Hah! That is where you have failed, for it is not mere rock, it is a warp generated material with bone-like properties, and can take a lot of punishment, but rock it is not! Regardless, the only way you're truly poisoning a Wraith construct is with something arcane that damages their very soul itself. Acid doesn't count. And even with some form of soul-poison, there are Spiritseers that may completely negate the effect by just guiding them.

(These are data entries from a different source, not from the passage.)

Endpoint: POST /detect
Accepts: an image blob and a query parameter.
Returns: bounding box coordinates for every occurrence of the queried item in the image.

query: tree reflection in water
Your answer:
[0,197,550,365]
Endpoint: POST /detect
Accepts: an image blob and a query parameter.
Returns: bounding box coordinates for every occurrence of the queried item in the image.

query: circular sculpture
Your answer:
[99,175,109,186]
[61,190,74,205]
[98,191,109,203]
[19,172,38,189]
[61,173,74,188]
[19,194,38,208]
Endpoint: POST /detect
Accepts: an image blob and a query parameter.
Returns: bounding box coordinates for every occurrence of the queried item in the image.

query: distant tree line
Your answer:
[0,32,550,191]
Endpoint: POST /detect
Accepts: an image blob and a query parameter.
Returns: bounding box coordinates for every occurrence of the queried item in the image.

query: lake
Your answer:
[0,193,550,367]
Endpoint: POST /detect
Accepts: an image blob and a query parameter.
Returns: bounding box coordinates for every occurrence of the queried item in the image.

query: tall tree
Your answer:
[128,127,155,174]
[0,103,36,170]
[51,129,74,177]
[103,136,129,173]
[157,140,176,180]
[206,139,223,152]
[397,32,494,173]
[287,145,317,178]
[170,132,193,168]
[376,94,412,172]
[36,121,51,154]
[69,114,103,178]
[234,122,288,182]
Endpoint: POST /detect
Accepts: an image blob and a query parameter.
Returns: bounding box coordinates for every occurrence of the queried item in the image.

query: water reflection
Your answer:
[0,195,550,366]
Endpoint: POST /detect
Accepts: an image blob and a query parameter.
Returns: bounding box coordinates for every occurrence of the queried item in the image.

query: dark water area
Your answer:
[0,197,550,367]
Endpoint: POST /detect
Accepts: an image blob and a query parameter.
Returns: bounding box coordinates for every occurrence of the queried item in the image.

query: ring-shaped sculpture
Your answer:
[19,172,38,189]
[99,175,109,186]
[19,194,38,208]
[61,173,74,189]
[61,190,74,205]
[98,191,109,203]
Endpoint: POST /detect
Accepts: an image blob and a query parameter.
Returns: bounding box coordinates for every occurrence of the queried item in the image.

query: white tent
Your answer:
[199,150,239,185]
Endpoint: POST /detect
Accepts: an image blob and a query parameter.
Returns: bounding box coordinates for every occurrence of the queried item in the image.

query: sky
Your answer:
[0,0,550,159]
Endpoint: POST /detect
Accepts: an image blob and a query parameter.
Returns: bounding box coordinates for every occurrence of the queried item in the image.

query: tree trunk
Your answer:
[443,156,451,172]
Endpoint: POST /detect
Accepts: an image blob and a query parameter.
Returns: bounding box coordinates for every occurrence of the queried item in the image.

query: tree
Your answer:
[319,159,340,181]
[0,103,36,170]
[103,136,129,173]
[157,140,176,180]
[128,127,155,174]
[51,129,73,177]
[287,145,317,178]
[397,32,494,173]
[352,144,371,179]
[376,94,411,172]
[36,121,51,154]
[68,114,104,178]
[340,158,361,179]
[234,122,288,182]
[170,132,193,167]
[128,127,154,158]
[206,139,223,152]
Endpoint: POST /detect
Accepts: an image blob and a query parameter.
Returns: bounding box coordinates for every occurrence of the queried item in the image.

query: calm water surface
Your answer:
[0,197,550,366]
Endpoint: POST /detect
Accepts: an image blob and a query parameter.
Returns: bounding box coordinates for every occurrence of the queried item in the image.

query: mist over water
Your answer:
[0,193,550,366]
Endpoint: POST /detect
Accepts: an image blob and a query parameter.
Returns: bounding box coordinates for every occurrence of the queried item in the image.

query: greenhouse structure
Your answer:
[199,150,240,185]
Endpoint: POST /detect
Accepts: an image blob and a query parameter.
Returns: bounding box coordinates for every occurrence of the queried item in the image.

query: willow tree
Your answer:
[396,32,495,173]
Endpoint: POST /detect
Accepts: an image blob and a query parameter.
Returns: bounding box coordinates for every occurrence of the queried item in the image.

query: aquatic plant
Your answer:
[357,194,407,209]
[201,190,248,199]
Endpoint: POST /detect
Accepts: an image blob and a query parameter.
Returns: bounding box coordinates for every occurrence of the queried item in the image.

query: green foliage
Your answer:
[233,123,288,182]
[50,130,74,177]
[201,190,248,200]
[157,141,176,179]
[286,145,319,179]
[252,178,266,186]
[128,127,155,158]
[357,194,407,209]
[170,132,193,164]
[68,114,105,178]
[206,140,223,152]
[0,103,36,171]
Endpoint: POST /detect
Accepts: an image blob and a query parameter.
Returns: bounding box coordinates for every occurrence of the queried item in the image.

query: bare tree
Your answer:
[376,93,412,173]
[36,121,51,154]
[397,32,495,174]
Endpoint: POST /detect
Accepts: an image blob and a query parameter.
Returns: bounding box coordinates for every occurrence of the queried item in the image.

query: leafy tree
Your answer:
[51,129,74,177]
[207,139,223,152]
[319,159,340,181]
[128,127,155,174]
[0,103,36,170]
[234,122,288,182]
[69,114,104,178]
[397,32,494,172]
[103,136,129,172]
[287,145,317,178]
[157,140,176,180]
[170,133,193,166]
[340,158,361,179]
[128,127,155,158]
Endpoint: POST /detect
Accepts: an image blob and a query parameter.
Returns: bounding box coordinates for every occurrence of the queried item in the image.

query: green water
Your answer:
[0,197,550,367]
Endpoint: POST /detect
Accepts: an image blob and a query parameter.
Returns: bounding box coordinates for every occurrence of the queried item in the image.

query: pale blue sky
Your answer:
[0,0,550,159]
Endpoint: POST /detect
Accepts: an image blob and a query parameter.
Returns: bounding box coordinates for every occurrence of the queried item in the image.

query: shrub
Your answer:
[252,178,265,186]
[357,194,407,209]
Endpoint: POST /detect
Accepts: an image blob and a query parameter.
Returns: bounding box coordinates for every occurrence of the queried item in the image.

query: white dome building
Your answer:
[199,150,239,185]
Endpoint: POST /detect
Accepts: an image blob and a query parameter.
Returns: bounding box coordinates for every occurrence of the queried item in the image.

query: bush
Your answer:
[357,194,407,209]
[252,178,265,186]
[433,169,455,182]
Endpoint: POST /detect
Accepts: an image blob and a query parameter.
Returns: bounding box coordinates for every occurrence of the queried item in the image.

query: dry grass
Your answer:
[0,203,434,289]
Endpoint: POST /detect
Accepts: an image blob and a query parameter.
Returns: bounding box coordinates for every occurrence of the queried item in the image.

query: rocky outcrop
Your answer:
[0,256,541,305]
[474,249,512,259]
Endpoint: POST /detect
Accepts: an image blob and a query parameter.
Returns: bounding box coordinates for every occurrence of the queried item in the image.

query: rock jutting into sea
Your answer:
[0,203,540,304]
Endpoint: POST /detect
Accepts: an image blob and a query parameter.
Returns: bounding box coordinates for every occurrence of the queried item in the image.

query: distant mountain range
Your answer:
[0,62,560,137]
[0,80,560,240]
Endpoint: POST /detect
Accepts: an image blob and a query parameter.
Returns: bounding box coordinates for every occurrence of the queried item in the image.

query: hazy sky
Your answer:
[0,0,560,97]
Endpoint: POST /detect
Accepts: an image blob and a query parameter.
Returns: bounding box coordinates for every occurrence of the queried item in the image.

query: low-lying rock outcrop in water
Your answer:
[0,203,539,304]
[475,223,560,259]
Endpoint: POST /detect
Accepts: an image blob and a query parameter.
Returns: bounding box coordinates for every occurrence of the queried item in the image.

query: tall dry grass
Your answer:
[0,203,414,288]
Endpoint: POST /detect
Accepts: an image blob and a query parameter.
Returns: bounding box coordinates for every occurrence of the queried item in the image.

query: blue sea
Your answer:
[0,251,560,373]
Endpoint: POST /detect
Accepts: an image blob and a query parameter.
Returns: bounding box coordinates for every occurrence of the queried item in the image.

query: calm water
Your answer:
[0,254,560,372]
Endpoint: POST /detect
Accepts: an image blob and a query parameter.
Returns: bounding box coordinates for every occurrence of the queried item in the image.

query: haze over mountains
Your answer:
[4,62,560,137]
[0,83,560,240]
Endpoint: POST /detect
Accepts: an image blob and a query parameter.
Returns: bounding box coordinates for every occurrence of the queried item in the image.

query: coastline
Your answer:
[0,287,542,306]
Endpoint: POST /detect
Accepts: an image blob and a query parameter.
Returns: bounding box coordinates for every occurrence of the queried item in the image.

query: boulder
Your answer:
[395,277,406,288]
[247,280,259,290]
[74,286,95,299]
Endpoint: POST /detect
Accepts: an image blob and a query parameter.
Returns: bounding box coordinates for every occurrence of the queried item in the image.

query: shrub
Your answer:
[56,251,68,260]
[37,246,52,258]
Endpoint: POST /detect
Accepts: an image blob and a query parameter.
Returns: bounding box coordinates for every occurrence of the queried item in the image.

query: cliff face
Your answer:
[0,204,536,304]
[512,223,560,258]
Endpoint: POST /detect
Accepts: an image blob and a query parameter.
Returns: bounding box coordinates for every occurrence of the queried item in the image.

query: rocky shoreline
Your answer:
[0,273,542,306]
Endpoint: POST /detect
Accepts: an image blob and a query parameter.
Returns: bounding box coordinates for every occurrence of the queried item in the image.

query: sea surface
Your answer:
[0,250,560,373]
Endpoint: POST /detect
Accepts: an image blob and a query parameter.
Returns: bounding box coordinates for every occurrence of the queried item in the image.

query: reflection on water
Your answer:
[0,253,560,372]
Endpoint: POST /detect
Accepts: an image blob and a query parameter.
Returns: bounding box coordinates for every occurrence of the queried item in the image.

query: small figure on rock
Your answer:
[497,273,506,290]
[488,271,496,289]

I find myself relying more and more on point form to avoid overly long posts. -Again, poison of the trope variant. Doesn't matter if it's a poison, venom, toxin, virus, phage, bacteria, acid, alkaline, or crystallizing compound. We're in 40k, the science lost to fantasy long ago. -Wraithbone is a rock. Is it malleable, elastic, or particularly conductive (thermal or electrical)? Nope, it's a rock. Crystal if ya wanna get crazy, and metal if you go astrophysical on me. (I even used the term warp-generated material first...) -I see your special warp rock and raise you bio-engineered fighting warp fungi. That's right, the Old Ones left two psychically charged races. -Don't care about the spirit stone, just need to kill the construct. Mobility kill you might say. In conclusion Ork fungal poison is a totally legit method of destroying wraithbone. The moral of this story is that if you want your constructs to be immune to poison, play D&D.